The best thing you can do is smile and wish jer the best, knowing that these kind of poeple are out of your life. Its hard but fake it until you make it.

Dude, look at what this women has become.....not at what this women has done to you!

Stop letting those two poeple define who you want to be.

ITS THEM NOT YOU!!!!!!!!!

Your the good guy here, why can't you see this, and your "i'm the victim" bull crap just plays into there hand. You have to show them and others that you are way better then them and way better off.

get it?

The higher you hold your head up the lower their heads will look and other will see this.


----------



## the guy (Aug 3, 2010)

The only thing being trashed here is your WW and OM reputation as being a bunch of low life cheaters.

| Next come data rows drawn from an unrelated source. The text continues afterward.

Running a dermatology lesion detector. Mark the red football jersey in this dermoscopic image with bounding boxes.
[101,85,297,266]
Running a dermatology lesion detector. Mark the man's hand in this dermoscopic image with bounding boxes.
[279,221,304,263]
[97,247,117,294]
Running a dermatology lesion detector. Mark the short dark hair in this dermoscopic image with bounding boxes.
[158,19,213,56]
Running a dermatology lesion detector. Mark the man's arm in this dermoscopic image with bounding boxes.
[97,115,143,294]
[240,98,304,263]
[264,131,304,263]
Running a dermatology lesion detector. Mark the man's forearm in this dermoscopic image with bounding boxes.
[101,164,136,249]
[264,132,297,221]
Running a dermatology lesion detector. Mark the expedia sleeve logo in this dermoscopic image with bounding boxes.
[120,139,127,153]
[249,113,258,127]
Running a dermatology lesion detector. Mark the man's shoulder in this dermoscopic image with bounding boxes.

And thats just one of many reasons to expose this A for what it is!


----------



## C-man (Oct 23, 2012)

the guy said:


> The only thing being trashed here is your WW and OM reputation as being a bunch of low life cheaters.
> 
> And thats just one of many reasons to expose this A for what it is!


Exactly.

Do not apologize for mourning the loss of your marriage. Every marriage goes through ups and downs. The down times are a shared responsibility - just as getting back to the up times is a shared responsibility. I recognize my failings to work harder to keep the spark alive (25 year marriage - cheating problems started around year 20 - 21). But in NO way am I responsible for my wife's decision to cheat and then lie about it - i.e. invest her time and emotion on a new relationship vs discussing problems and working on her marriage. 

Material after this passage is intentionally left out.